This work proposes a novel framework for differentiable reasoning with modal logics—such as temporal, epistemic, and deontic logics—in continuous spaces, overcoming the limitations of traditional discrete Kripke structures. The approach embeds modal logic into continuous manifolds by modeling modal operators via Neural Stochastic Differential Equations (Neural SDEs) and incorporates logical constraints directly into the training objective through Logic-Informed Neural Networks (LINNs), guiding the generation of solutions that satisfy prescribed logical properties. Key contributions include the first differentiable embedding of modal logic in continuous domains, the use of stochastic diffusion to prevent degeneracy in universal and existential modalities, structural correspondences between modal operators and entropic risk measures as well as classical modal axioms, and a substantial reduction in memory complexity. Experiments on multi-robot hallucination detection, geometric reconstruction of Lorenz attractors, and deontic-norm-guided safe dynamics learning demonstrate the method’s effectiveness and logical consistency.

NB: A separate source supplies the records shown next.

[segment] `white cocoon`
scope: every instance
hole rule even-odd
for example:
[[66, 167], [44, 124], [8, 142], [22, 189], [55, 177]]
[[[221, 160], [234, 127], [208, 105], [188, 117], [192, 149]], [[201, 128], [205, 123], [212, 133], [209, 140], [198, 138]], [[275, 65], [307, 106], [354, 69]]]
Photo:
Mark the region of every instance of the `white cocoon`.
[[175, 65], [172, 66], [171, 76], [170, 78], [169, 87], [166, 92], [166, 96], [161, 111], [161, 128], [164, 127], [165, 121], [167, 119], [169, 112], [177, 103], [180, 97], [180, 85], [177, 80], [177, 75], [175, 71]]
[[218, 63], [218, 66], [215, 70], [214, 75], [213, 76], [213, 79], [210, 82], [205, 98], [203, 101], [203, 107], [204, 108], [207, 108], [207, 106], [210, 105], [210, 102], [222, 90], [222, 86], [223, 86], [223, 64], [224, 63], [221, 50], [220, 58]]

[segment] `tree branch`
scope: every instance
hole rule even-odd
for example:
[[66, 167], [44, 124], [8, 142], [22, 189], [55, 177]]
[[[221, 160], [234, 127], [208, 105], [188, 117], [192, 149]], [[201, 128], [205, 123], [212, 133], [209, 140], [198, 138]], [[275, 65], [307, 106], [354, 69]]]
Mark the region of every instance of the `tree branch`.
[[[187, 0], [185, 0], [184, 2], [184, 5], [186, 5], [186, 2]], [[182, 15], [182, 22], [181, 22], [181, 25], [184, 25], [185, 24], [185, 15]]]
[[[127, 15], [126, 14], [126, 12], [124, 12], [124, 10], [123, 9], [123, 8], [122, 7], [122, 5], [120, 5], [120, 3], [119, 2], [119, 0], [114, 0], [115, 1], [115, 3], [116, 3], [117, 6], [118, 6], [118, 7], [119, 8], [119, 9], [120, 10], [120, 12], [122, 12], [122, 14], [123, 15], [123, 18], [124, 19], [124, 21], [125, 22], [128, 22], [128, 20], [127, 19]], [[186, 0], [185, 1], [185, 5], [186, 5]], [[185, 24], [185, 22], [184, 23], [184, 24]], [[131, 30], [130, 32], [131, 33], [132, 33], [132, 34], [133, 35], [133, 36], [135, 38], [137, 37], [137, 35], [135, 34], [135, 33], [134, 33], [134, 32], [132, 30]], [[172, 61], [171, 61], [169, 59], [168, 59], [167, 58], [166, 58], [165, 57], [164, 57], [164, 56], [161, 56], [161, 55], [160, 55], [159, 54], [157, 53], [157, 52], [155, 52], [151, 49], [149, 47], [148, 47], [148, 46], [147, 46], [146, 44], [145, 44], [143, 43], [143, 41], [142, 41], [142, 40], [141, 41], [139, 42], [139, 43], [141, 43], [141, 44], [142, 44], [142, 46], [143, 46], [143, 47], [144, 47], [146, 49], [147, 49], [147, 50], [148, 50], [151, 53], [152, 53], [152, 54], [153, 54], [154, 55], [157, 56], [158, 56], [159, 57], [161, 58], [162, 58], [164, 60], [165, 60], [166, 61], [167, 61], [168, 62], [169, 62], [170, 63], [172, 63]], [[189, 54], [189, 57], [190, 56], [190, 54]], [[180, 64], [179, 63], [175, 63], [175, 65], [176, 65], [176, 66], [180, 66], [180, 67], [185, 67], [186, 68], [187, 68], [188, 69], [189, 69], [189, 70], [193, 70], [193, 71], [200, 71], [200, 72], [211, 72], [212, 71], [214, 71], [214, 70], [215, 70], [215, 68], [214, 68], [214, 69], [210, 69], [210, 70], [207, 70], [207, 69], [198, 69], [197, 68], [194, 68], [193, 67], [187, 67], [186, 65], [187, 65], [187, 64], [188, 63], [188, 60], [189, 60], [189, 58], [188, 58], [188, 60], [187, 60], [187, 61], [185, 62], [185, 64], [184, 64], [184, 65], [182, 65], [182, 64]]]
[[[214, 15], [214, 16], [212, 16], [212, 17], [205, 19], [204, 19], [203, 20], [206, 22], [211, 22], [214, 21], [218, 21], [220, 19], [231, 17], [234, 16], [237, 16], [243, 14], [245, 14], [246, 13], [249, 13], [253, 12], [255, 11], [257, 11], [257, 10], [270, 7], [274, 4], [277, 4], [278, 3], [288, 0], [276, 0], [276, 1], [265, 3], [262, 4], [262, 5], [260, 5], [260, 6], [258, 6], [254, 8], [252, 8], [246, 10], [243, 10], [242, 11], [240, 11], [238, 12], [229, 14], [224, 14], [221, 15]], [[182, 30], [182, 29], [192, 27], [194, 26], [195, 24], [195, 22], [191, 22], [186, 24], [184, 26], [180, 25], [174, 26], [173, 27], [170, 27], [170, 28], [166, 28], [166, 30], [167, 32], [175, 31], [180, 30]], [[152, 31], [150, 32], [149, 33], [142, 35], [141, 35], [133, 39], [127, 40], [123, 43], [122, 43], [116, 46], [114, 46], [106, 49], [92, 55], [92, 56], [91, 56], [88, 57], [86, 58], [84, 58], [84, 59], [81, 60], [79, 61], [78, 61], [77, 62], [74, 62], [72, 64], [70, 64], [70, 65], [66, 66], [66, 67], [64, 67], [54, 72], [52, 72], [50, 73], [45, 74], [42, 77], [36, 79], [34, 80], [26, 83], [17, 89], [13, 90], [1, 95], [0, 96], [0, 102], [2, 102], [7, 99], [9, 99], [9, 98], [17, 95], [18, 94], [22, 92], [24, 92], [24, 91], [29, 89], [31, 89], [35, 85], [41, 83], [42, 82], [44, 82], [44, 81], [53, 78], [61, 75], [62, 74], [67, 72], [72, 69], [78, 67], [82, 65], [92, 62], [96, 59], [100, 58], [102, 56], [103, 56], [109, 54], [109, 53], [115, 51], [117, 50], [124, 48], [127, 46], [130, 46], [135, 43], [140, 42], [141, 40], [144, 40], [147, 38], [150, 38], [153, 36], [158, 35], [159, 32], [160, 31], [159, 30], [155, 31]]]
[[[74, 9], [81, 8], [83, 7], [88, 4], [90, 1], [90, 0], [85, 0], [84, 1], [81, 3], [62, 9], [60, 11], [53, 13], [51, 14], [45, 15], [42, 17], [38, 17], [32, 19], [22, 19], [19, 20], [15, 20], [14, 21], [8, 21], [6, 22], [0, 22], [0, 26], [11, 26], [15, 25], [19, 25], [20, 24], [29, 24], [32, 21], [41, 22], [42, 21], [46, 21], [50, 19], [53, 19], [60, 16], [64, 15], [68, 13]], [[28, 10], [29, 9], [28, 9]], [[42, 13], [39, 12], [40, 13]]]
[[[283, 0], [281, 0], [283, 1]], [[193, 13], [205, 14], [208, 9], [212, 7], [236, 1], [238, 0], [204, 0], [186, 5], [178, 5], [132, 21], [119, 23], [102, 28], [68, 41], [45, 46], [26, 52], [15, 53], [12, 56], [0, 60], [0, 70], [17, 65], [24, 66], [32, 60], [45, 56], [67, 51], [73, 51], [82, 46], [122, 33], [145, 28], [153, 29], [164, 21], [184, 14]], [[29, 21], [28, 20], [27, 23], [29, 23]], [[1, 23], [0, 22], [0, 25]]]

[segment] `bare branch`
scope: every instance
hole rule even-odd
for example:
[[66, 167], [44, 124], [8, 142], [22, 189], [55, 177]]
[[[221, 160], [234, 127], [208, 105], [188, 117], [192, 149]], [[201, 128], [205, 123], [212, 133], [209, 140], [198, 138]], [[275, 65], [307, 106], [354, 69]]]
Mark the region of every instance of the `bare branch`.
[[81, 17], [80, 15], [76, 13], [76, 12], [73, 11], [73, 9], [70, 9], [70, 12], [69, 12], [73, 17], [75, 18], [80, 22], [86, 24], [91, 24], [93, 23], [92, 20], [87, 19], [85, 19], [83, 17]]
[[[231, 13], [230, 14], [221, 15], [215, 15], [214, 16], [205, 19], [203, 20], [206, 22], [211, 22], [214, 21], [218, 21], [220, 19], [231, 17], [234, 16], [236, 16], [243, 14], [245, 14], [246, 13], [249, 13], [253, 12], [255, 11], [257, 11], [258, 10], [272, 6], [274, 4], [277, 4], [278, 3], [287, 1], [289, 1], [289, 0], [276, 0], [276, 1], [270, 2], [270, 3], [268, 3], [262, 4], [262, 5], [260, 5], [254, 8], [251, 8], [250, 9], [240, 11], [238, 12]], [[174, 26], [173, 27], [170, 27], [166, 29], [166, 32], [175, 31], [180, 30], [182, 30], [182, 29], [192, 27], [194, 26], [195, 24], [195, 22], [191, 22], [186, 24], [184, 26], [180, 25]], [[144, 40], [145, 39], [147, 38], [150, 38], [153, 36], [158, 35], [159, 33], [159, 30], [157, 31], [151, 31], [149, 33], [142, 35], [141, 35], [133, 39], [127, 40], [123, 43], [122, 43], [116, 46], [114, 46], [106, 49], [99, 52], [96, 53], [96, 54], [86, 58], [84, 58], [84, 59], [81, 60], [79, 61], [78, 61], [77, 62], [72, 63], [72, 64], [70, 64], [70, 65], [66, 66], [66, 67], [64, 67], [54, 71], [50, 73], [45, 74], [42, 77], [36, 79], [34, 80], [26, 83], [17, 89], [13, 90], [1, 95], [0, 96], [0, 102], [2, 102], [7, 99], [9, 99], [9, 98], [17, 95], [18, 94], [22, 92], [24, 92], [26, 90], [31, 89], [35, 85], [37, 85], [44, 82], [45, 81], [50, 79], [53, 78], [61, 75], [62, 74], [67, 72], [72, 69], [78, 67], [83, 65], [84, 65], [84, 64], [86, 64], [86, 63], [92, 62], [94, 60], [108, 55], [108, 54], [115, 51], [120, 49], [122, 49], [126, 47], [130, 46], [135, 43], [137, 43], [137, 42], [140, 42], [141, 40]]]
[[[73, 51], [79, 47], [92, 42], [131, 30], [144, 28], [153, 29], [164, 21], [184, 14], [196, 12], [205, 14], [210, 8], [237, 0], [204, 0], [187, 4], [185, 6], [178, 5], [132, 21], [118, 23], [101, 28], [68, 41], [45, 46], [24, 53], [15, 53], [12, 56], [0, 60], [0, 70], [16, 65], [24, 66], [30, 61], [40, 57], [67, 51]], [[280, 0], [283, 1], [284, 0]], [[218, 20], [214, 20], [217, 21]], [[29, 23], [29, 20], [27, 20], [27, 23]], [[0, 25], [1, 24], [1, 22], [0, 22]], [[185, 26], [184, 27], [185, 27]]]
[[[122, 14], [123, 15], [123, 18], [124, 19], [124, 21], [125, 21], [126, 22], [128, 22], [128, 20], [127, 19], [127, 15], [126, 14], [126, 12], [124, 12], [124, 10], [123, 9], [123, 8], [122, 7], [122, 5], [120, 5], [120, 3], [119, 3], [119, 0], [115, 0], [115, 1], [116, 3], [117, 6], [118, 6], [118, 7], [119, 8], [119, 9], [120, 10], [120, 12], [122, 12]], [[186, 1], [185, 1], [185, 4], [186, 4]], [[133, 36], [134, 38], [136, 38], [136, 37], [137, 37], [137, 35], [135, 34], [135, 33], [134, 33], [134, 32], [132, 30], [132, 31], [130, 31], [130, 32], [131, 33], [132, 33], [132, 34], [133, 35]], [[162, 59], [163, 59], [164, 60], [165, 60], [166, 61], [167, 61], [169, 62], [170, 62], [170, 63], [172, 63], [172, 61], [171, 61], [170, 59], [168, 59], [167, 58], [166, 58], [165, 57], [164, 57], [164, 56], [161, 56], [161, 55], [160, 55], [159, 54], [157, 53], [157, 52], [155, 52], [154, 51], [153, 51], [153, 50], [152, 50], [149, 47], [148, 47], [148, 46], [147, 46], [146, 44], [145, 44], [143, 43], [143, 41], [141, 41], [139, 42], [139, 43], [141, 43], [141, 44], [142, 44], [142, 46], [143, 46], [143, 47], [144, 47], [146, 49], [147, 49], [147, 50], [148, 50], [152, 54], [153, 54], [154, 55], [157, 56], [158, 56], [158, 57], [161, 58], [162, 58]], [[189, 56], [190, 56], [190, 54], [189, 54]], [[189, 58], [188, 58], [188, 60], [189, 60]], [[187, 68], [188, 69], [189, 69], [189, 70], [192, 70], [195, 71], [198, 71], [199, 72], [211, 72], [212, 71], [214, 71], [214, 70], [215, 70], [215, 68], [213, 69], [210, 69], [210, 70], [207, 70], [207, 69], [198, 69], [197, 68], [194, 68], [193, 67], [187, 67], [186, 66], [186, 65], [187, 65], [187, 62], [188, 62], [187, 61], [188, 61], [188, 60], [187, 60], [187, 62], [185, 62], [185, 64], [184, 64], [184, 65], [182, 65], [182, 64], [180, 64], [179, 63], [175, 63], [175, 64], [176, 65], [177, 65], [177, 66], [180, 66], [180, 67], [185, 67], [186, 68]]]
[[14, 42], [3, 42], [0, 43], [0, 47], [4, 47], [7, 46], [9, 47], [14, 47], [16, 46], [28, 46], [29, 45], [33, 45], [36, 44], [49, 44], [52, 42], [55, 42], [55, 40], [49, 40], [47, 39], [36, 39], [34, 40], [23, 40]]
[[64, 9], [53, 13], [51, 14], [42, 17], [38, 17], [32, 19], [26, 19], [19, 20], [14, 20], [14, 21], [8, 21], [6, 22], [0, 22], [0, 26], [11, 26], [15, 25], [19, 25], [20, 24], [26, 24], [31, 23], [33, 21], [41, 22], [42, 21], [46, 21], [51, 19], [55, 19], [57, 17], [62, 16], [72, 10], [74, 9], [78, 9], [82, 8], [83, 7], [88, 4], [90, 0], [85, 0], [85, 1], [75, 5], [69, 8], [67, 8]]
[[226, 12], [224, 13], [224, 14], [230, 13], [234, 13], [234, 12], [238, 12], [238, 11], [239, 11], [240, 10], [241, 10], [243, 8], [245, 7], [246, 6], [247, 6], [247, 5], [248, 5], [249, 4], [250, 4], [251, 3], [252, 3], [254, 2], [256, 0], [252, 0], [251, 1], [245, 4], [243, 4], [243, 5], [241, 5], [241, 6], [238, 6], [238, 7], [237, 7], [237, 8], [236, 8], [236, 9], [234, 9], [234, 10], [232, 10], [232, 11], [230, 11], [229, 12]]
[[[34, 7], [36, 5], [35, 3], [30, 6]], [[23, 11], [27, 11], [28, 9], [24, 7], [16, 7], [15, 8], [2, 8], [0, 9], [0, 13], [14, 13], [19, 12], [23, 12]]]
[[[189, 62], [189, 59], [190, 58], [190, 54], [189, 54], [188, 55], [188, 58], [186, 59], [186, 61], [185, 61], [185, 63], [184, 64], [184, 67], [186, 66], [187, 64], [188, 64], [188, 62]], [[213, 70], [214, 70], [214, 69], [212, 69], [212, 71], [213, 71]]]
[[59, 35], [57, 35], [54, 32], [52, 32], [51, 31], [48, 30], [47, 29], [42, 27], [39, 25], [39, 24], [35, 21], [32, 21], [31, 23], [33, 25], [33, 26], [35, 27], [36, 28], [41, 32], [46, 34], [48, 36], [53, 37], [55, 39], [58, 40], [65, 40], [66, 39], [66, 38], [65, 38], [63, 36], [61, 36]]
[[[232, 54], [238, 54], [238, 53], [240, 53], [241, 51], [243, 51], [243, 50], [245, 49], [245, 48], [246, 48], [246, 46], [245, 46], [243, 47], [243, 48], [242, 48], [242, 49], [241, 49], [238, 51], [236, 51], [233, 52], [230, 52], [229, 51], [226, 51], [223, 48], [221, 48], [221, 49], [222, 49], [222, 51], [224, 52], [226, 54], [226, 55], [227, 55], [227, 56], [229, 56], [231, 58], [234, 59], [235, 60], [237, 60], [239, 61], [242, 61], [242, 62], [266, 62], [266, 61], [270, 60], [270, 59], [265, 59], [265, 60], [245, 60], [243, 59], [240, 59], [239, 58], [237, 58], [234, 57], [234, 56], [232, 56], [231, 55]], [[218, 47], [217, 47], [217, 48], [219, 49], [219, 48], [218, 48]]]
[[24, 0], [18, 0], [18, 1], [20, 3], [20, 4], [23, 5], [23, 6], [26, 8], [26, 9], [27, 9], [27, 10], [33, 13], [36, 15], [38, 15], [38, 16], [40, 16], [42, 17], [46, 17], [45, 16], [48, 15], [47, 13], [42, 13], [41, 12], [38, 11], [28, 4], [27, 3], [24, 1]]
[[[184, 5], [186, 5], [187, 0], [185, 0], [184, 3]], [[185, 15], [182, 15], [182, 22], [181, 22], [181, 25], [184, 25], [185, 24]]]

We propose Fluid Logic, a paradigm in which modal logical reasoning, temporal, epistemic, doxastic, deontic, is lifted from discrete Kripke structures to continuous manifolds via Neural Stochastic Differential Equations (Neural SDEs). Each type of modal operator is backed by a dedicated Neural SDE, and nested formulas compose these SDEs in a single differentiable graph. A key instantiation is Logic-Informed Neural Networks (LINNs): analogous to Physics-Informed Neural Networks (PINNs), LINNs embed modal logical formulas such as ($\Box$ bounded) and ($\Diamond$ visits\_lobe) directly into the training loss, guiding neural networks to produce solutions that are structurally consistent with prescribed logical properties, without requiring knowledge of the governing equations. The resulting framework, Continuous Modal Logical Neural Networks (CMLNNs), yields several key properties: (i) stochastic diffusion prevents quantifier collapse ($\Box$ and $\Diamond$ differ), unlike deterministic ODEs; (ii) modal operators are entropic risk measures, sound with respect to risk-based semantics with explicit Monte Carlo concentration guarantees; (iii)SDE-induced accessibility provides structural correspondence with classical modal axioms; (iv) parameterizing accessibility through dynamics reduces memory from quadratic in world count to linear in parameters. Three case studies demonstrate that Fluid Logic and LINNs can guide neural networks to produce consistent solutions across diverse domains: epistemic/doxastic logic (multi-robot hallucination detection), temporal logic (recovering the Lorenz attractor geometry from logical constraints alone), and deontic logic (learning safe confinement dynamics from a logical specification).